As I understand it, there is no reason in law why the property could not be transferred subject to the existing mortgage with the beneficiary assuming the position of mortgagor and indemnifying the executors (if the lender does not release them). The consent of the lender would be required (a) in order to register the transfer of title and (b) in all probability under the terms of the mortgage.

This would appear to meet the criteria for exemption. However the problem is that, in my experience, the lender will not agree to a transfer subject to an existing charge, but requires a re-mortgage. If the beneficiary raises a mortgage in order to discharge the existing mortgage, contemporaneously with the transfer by assent to him of the property, will this still meet the criterion for '‘the assumption of a secured debt’ and be eligible for the exemption from SDLT?

In this case the beneficiary also proposes a Deed of Variation so that the property passes to a limited company (see your thread on DoVs in favour of a limited company). Para 4 of Schedule 3 states that a transaction subsequent to such a variation also qualifies for exemption, but does not include the exception of assumption of a debt. However a note in the HMRC SDLT Internal Manual states that ‘consideration does not include any secured debt assumed’.

Does anyone have a view on whether it counts as assuming a secured debt if this can in practice only be effected by remortgage?

Hilary Gallup
aa Chartered Accountants

I suspect that the requirement to remortgage will cause the exemption contained in FA 2003 Sch 3 para 3A not to apply. Para 3A(4) defines “secured debt” as “debt that immediately after the death of the deceased person, is secured on the property”.

Where a remortgage is effected this will not be debt that was assumed and secured on the property immediately after death.

DoV
Unlike for IHT and CGT there is of course no reading back for SDLT.

FA 2003 Sch 3 para 4 provides exemption but only where the only accepted “consideration” is that of another variation. Remortgaging, would seem to destroy the exemption.

Malcolm Finney

Thanks Malcolm for your comments.

Re DoV the point about there being no reading back for SDLT is noted. Therefore, unlike IHT and CGT, if any transfer to the original beneficiary has taken place, the SDLT consequences of this (whatever they may be) will not be ‘reversed’ by the DoV.

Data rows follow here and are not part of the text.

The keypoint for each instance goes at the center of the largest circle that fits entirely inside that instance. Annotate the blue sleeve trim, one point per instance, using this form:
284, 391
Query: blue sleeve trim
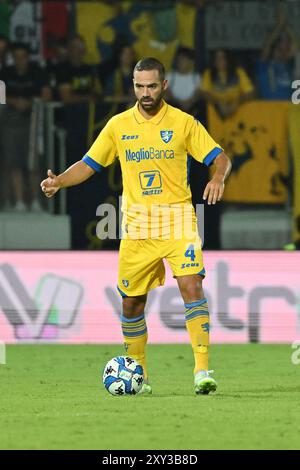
212, 155
122, 293
92, 163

Secondly if it is correct that the exemption for SDLT in Para 3A does not apply where there is a remortgage, then this must also apply to Para 4. My point was that, although para 4 does not replicate the statement in Para 3A about the assumption of a ‘secured debt’, the note in the HMRC Manual indicates that the same reasoning will apply. Although this is not law, it is an indication of how HMRC would view the point.

This does not of course assist with the point about a remortgage.

Hilary Gallup
aa Chartered Accountants

I assume you are referring to HMRC SDLT Manual para SDLTM 00560 which states:

“A transaction following a person’s death that varies a disposition is ……exempt from charge if the following conditions are me
· the transaction is carried out within the period of two years after a person’s death, and

· no consideration in money or money’s worth other than the making of a variation of another such disposition is given for it. N.B. consideration here does not include any secured debt assumed.”

Is this strictly correct?

It seems to me that where external consideration is provided, exemption under Sch 3 para 4 is inapplicable. However, the quantum of the consideration then subject to SDLT excludes consideration re the making of another variation [Sch 4 para 8A(2)]. But is it not the case that the subsequent assent of property subject to debt fails to fall to be treated as exempt as Sch 3 para 3A is itself not then satisfied?

As my previous post mentioned there is no reading back for SDLT purposes and thus the recipient under the DoV does not, as required under para 3A, acquire the property pursuant to an entitlement under the Will. Any assumed debt would thus constitute chargeable consideration.